İşaret parmağımı göğe kaldırıp gösterdiğim yıldızlardasın.

 

Öğreniyorum zamanla,

Her rüzgarda açılmazmış yelkenler.

Kıyıya çabucak varmak isterken, bir girdabın içinde kaybolurmuşsun.

Sonra;

Çekip gitmek istersin, bilmediğin yerlere.

Adında sadece – uzak – kelimesi geçiyor diye.

Ki çere midir, göçmek bir şehirden bir şehre.

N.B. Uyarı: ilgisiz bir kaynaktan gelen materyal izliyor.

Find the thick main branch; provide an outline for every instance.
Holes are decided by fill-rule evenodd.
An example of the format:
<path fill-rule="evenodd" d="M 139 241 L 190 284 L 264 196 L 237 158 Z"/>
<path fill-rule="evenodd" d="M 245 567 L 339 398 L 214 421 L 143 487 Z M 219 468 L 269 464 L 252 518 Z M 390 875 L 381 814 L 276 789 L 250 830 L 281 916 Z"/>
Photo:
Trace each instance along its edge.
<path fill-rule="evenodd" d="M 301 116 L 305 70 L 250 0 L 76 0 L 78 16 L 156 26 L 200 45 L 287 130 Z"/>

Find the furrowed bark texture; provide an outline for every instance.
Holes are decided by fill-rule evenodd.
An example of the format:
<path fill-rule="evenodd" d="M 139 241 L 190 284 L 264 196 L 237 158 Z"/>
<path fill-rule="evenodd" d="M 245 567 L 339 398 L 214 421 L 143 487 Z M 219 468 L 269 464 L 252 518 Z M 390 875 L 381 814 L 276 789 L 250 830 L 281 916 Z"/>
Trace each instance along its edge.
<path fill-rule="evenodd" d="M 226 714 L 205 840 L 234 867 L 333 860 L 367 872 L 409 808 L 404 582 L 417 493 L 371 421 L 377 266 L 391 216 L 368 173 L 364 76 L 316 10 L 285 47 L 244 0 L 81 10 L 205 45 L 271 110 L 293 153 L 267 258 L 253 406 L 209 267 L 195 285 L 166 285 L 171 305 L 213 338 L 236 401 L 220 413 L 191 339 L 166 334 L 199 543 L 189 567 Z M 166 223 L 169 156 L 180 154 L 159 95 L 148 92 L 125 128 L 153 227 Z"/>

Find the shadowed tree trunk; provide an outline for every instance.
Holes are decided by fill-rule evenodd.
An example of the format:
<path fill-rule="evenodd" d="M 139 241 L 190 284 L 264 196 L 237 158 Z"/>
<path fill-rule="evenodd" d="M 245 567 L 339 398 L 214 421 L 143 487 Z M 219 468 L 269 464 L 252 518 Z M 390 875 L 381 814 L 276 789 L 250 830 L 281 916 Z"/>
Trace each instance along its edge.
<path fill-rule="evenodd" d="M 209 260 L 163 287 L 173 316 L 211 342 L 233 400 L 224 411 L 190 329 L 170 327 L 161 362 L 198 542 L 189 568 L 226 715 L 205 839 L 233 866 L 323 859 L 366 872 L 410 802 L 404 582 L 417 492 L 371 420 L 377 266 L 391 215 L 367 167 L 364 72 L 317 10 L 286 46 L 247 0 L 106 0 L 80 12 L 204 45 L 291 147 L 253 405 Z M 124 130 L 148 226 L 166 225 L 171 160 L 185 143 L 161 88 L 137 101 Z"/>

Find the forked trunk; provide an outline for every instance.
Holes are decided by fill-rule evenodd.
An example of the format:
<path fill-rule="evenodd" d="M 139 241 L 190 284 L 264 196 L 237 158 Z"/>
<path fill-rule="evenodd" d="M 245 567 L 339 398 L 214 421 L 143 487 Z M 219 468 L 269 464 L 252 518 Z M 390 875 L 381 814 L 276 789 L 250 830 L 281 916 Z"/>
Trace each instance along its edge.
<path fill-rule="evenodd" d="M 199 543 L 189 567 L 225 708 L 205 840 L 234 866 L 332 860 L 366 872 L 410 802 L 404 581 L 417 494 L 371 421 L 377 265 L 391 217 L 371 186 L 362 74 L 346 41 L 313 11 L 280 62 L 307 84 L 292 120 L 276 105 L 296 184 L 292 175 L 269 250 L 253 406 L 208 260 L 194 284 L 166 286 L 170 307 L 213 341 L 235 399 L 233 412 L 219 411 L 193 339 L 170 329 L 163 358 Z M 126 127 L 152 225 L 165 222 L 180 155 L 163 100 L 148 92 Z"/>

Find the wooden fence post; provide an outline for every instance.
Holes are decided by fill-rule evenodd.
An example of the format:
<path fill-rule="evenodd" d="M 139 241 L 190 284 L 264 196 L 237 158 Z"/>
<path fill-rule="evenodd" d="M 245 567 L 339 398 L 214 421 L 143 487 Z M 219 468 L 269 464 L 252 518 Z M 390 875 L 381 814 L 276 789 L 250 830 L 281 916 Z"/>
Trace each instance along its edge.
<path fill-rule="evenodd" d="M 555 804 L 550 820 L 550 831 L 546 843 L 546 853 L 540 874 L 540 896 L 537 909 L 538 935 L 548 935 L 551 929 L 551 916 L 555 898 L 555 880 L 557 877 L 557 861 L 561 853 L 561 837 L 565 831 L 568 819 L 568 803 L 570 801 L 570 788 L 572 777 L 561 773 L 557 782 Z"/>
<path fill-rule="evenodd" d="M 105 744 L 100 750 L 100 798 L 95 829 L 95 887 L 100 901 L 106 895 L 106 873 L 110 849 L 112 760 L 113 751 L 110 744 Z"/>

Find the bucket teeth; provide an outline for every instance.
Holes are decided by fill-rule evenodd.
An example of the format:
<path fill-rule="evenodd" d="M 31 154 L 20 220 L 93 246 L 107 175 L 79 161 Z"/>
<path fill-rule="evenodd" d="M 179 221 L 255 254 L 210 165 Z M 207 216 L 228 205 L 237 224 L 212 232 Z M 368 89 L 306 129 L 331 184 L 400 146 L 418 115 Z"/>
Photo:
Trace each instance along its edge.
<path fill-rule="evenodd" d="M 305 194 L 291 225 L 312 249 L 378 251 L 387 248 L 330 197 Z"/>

Yüreğinde, nereye gitsen taşıdığın his aynı olduğunda.

Her şeye rağmen,

En güzel erdemdir;

Kırılmamak, kızmamak, hiç bir şey olmamış gibi davranabilmek.

En güzel vicdandır,

Kırılmamayı kızmamayı becerebilmek.

Çünkü;

Belki bu son gecedir.

Belki bu son sabah.

 

 

 

Uyanış / Achilles Valentin


 
 
Aniden esen rüzgârla uyandı. Gözkapaklarını kaldırmadan, açılan üstünü örtmek için; elini sırtına attı. Bir iki yokladı; battaniyesi gelmedi eline. Aranırken elinin dışına çarpan sertliğin ne olduğunu algılayamadı. Bu sefer mecburen açtı gözlerini.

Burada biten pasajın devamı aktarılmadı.